An employee could earn $50,000 in wages during the year, however, employers would only pay unemployment contributions on a portion of those wages. For 2017, Utah’s taxable wage base will increase by 2.8 percent to $33,100. Anything above that amount is not considered taxable for unemployment purposes. By statute, the base is indexed to go up or down according to average wages in the state. This increase is indicative of the growth we’ve seen in Utah’s economy and is caused by an increase in the amount of wages that are now being insured.

2) Social Cost Rate

This is considered the minimum employer rate and remains unchanged at 0.2 percent for 2017. It is primarily made up of unemployment benefit costs that were paid and could not be attributed to one particular employer. For example, if an individual quits for compelling family reasons and meets all other eligibility requirements regarding availability for work. With the new taxable wage base, 75.8 percent of Utah employers qualify for the minimum rate and will pay up to $66 per employee for the year.

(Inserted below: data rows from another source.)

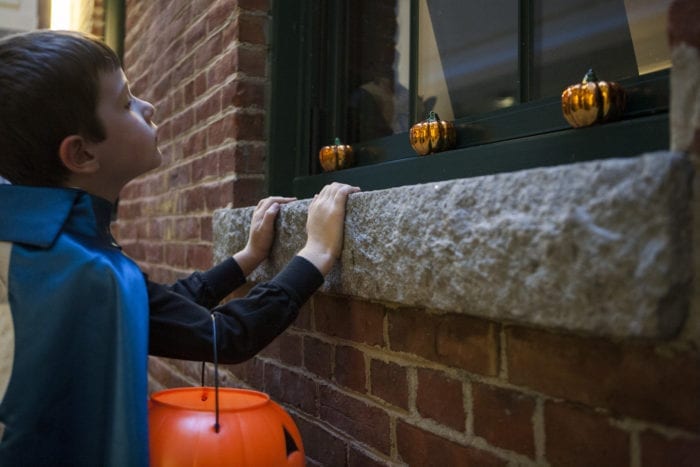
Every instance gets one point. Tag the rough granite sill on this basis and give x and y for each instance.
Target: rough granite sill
(601, 248)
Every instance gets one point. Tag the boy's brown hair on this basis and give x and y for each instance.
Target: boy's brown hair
(49, 89)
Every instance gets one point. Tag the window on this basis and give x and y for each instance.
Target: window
(366, 70)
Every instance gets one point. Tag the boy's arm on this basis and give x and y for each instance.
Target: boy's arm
(210, 287)
(181, 329)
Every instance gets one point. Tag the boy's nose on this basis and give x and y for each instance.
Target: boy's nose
(148, 111)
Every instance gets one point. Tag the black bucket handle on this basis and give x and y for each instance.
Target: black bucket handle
(217, 426)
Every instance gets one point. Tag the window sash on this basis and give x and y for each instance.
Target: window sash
(304, 82)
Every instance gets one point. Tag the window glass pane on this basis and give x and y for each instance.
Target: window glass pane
(618, 39)
(377, 51)
(468, 56)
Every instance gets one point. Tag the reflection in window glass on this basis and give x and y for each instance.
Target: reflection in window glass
(618, 39)
(377, 68)
(468, 51)
(468, 55)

Note: The next two elements only apply to the 24 percent of Utah employers that do not qualify for the minimum rate because they had some liability for unemployment benefits in the last four fiscal years.

3) Benefit Cost Ratio

The benefit cost ratio is a calculation of total unemployment benefit liability divided by total taxable wages for a four-year period. In 2017, the look-back period shifted forward one year to evaluate activity occurring from July 2012 through June 2016. The 1 out of 4 employers that are impacted by this generally experienced less unemployment claims being filed against them in the new addition of 2016 compared to last year’s inclusion of 2011 and, combined with the increase in total wages, will see this ratio improve.

4) Reserve Factor

When the state trust fund balance falls within a range specified by the legislature, the reserve factor is set at 1.0. When the balance goes below this range, the reserve factor increases. When it goes above the range, it decreases. For 2017, the balance was slightly above the range. This caused the reserve factor to be set at 0.95, effectively giving those impacted employers an automatic decrease in their contribution rate.